Daily Archives: November 22, 2008

Revisit Movie “The Good, The Bad, And The Ugly”

The Italian epic spaghetti western, The Good, The Bad, The Ugly, with Clint Eastwood as Blondie, Lee Van Cleef as Angel Eyes, and Eli Wallach as Tuco, was released in Italy in 1966 and the United States in late 1967.  “The plot centers around three gunslingers competing to find a fortune in buried Confederate gold amid the violent chaos of gunfights, hangings, Civil War battles, and prison camps.” 

Sergio Leone, Italian director, noted after criticisms that film was violent, “the killings in my films are exaggerated because I wanted to make a tongue-in-cheek satire on run-of-the-mill westerns… The west was made by violent, uncomplicated men, and it is this strength and simplicity that I try to recapture in my pictures.”

Produced by Alberto Grimaldi.  Music by Ennio Morricone.  The music track is famous and unforgettable. 

The film was shot in Spain with the Spanish Army.  International array of actors spoke in their native languages.  They were dubbed later.  This accounts for the lack of synchronization with lip movements. 

No matter.  The movie has been credited as a great film.

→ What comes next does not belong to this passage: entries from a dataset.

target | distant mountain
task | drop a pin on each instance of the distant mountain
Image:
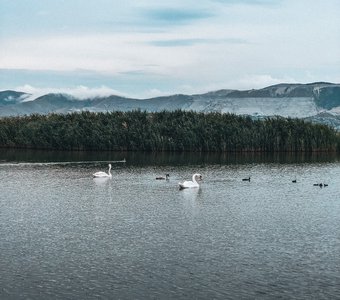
(318, 102)
(11, 97)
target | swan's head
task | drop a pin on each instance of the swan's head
(199, 176)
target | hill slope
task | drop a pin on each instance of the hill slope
(288, 100)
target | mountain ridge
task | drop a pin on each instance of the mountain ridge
(284, 99)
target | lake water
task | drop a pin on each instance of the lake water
(65, 235)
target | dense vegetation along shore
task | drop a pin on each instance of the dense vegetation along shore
(165, 131)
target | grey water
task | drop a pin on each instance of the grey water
(65, 235)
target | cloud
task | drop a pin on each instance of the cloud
(191, 42)
(172, 16)
(79, 92)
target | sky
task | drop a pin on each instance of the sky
(148, 48)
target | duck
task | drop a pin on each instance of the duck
(102, 174)
(162, 177)
(190, 184)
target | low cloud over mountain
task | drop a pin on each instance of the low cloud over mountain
(319, 102)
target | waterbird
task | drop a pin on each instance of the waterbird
(190, 184)
(162, 177)
(102, 174)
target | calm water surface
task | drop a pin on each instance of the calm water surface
(65, 235)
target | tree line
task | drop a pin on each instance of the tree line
(165, 131)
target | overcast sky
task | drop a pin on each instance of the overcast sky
(148, 48)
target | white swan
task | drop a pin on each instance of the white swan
(190, 184)
(103, 174)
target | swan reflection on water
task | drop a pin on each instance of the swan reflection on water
(101, 180)
(190, 184)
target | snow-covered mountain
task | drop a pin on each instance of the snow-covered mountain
(317, 101)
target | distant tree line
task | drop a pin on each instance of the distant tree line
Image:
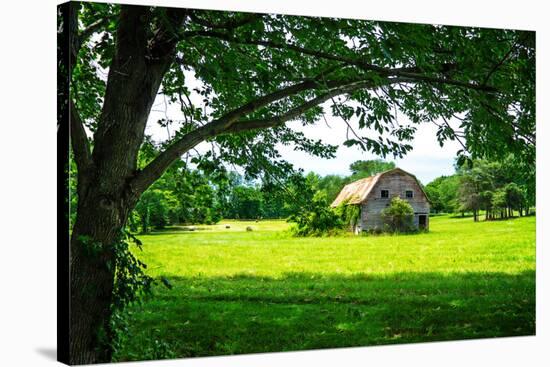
(498, 189)
(197, 196)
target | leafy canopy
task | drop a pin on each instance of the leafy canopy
(367, 73)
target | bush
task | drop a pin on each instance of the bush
(398, 216)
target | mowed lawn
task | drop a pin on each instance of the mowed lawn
(262, 291)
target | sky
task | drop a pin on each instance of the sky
(426, 161)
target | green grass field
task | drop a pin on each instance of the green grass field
(262, 291)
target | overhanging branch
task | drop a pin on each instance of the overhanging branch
(230, 123)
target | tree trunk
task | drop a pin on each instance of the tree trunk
(97, 228)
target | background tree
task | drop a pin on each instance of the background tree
(362, 169)
(398, 216)
(256, 72)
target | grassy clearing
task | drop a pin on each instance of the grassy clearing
(261, 291)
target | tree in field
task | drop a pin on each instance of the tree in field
(492, 187)
(443, 194)
(362, 169)
(238, 79)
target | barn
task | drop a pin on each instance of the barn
(374, 193)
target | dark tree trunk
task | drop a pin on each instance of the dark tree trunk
(97, 228)
(105, 193)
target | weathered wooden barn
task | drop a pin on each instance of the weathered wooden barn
(374, 193)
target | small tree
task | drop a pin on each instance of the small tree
(398, 216)
(317, 218)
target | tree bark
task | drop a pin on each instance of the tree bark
(105, 197)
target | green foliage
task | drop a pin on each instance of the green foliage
(494, 187)
(245, 203)
(298, 293)
(349, 214)
(316, 219)
(362, 169)
(398, 216)
(443, 194)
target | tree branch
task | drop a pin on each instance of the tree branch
(402, 72)
(229, 25)
(229, 123)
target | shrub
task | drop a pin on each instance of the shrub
(398, 216)
(316, 219)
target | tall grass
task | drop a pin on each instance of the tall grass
(242, 292)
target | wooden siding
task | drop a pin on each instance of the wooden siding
(397, 183)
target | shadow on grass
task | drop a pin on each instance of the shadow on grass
(204, 316)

But Leone’s mixture of seemingly incompatible elements is what makes The Good, the Bad, and the Ugly so great. Not only does he combine a Cinemascope-era outlook with an eye for grittiness, but he mingles tasteful realism with a flamboyant, self-conscious style. Freeze frames, intertitles, and point-of-view shots brilliantly co-exist with the meticulously appointed period sets and sweeping frontier vistas. This fusion, in addition to a surplus of creativity and lack of restraint, makes the third in the so-called “man with no name” series the crowning glory of his career.

The last part of the film, the Mexican Standoff, is classic.  To be enjoyed thoroughly.